February 6, 2019 By Chris Corrigan Art of Hosting, Complexity, Culture, Facilitation, Featured, Power

I’m on the road, currently in Columbus Ohio, working my way through a two week road trip that has taken me to Ontario to visit family and to New Brunswick where I was part of a remarkable hosting team for the Art of Hosting Working Across Divides. It was a timely gathering for 70 people from government, civil society, and social enterprise to come and learn how to work with differences.

In Canada’s only bilingual province, language is a massive difference between people, and New Brunswick has a multitude of language cultures. There are 34 local French accents alone in New Brunswick and probably just as many English ones too, having to do with class and ethnicity and proximity to the sea or the woods.

In the last provincial election there, the virus of populism had its day and took these existing differences and turned them into divides. Right wing populists have a well-trod strategy for doing this. Instead of pointing to differences between people, they tap the fear that people have of people who are different than them, without naming the other. This is called “dogwhistle politics.” Once they find a fear of the other that elicits an emotional response, they double down on the fear often, but not always, with lies and misrepresentation. When their political opponents offer up diversity and difference as an asset to a healthy society, the populists accuse them of “divisiveness.” They claim that only their approach will bring “unity” typically by eliminating any conversation that recognizes the value of differences. Often their “unity” platform is basically assimilitation: “if only you were like us, we’d have unity; if you want to be different, you’re creating division.” Sometimes they outright declare such an emphasis on difference to be “racist.” If you want to see this in action, visit Rebel Media, an organization I will simply refuse to link to. They are great at this.

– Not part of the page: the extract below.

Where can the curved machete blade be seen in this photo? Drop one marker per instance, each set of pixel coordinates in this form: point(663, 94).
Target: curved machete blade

The pithy insight on difference and divisiveness that struck me in this Art of Hosting is this: differences are real and useful, and division is one thing you can do with them. People are different, and offer different perspectives, lived experiences, and world views on things. These differences are essential to living and working in complexity, because a homogeneous view of a situation leaves you open to crises hitting you unawares. Cultivating difference is a good strategy for surviving and thriving in a complex situation. Seeking out differences of opinion is essential, finding people who are different than you and working with them makes you all smarter.

Divisions happen when people become so afraid of the other that they stop making the effort to bridge the gap. When this happens a kind of vacuum opens up between people and that gap is the thing that populists exploit. Political power can be won and held with a very thin margin these days in Canada. You only need about 20% of the voters to vote for your party. If you get your vote out, and the opposition is split or apathetic, you can form power. In New Brunswick the current government was formed on this exact number: about 31% of voters voted Conservative, and only 67% of the eligible voters cast a ballot. The populist People’s Alliance hold the balance of power. (In Ontario, Doug Ford came to power with 23.49% of eligible voters supporting his party.)

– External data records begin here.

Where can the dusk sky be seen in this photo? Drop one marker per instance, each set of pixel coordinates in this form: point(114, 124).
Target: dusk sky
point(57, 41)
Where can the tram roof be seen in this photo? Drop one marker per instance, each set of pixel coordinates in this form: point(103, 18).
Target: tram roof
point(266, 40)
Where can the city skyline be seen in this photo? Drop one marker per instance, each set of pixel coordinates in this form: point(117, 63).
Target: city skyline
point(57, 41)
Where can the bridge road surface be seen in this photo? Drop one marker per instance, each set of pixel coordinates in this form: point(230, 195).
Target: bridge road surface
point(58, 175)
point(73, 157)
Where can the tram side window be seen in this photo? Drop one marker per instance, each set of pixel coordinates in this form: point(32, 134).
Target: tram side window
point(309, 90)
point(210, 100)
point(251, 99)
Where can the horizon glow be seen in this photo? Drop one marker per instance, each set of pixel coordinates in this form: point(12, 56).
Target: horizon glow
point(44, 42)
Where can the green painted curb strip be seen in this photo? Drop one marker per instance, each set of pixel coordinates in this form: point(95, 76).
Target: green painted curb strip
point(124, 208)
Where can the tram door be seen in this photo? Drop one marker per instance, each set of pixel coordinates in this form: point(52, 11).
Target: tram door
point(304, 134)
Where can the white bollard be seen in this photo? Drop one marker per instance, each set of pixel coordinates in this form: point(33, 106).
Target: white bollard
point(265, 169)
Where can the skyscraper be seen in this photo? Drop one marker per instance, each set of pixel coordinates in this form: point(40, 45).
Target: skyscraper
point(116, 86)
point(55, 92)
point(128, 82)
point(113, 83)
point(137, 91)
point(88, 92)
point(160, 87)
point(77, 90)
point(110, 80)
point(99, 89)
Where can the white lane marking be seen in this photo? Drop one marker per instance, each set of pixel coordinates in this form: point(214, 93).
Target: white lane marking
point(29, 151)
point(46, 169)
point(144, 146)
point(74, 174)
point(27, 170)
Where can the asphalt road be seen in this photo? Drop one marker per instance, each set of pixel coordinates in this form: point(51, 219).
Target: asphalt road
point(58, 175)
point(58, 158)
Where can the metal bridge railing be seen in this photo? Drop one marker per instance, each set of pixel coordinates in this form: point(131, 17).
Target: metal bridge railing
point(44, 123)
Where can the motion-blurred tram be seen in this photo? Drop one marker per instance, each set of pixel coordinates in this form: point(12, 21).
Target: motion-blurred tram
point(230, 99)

The way to defeat populism is to not allow people to play on your fears of other people who are different from you. It means convening incredibly diverse spaces and creating the conditions for people to show up with their unique perspectives, working WITH differences. That sometimes means doing things that make differences more stark, to explore different experiences, different ideas and different stories, so we can learn from each other. And it sometimes means making differences less pronounced so that we can find common purpose or shared perspective.

Divisiveness does not come from people working with differences. Divisiveness comes from people inserting fear into the gaps between people who are different.